As someone who has treated people with alcohol and drug problems, as well as other issues, I never dreamed that I would one day have an addict in my family. The addict in my family is my dog, Dafka. He is addicted to his kong. For those of you who don't know what a kong is, it is round, three-tiered and pyramid-shaped. It is made of very heavy rubber which is puncture resistant, very bouncy and chewer friendly. He can keep playing with it for hours. I realized that he was addicted to it one day when I let him out and I was carrying the kong. He sat and started to shake all over before I gave it to him. It was kind of funny, seeing this big black dog so totally and absolutely focused on this little red rubber thing in my hand. He never concentrated on anything else in that way. If he is offered a treat, he totally ignores it if he has the kong. The kong comes before eating. The biggest surprise was discovering that the kong came before a walk. Previously, when he heard his leash, he would be all excited and come running. Now, if he has the kong, forget about the walk.
When I started to write this, I thought that it would be kind of a cute story. I came to realize that it is actually an almost perfect metaphor for someone with an addiction, and it is neither funny nor cute. As anyone who has dealt with addiction in any form knows, whether it be drug or process, whatever the addiction, feeding the addiction comes before anything else--family, friends, work, play, sex, health, food--you name it.

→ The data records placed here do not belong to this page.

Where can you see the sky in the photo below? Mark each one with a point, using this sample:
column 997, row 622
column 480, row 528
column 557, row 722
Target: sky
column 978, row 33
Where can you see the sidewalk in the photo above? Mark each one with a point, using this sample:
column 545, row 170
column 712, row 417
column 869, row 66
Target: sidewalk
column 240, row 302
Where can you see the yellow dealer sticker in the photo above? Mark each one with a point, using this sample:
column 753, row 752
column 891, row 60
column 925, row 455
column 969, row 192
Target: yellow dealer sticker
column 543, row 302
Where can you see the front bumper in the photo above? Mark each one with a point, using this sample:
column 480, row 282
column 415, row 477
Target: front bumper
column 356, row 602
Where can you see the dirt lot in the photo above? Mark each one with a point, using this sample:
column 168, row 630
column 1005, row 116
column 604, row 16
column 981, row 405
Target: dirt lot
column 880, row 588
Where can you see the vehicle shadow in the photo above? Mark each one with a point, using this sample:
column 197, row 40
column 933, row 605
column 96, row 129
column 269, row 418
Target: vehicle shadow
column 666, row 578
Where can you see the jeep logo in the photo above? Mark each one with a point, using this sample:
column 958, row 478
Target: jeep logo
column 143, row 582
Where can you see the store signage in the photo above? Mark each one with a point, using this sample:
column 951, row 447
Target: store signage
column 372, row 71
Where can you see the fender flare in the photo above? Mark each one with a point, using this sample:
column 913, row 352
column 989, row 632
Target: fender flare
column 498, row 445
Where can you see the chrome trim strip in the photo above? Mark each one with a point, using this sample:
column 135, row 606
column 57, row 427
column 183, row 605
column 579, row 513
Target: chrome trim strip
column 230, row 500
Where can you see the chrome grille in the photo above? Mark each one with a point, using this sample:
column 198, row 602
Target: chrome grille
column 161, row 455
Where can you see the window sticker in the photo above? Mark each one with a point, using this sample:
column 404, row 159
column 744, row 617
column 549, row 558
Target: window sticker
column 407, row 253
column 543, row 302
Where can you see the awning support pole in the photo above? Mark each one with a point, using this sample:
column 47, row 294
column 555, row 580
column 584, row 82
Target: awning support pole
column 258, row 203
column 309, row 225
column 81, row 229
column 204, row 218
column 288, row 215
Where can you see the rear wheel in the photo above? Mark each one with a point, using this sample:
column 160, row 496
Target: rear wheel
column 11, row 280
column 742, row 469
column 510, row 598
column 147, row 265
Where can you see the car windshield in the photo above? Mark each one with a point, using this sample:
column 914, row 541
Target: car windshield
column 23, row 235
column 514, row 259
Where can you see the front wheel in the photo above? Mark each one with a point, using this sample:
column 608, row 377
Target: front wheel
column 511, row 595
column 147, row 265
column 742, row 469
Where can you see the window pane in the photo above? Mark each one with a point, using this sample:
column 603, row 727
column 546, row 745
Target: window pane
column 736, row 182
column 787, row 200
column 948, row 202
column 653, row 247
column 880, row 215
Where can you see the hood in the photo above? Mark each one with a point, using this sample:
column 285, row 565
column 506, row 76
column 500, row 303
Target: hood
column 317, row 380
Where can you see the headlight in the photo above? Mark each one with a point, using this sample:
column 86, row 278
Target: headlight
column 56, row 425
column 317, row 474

An integral part of addiction includes the ritual involved in obtaining the coveted item. A person with an addiction may or may not include others in her/his ritual. I, of course, am an inseparable part of Dafka's addiction ritual. He cannot get his beloved kong without me, and we do have a ritual. When he gets up, he has to go outside without the kong; come back in when he's ready and eat. When he is finished eating, he comes into the kitchen and just stares at the kong on the kitchen counter. He absolutely does not move anything except his rib cage as he is breathing. When I finally pick up the kong, we go to the back door. I open it. He has to sit quietly (very hard for him to do as he is already shaking), no barking, and I give him the kong. I guess that you could say that I'm being codependent, and enabling him.
If you see yourself in any of this, either as as someone suffering from addiction or as a codependent, I would strongly urge you to find someone to talk with. Help is available and you deserve to take care of yourself.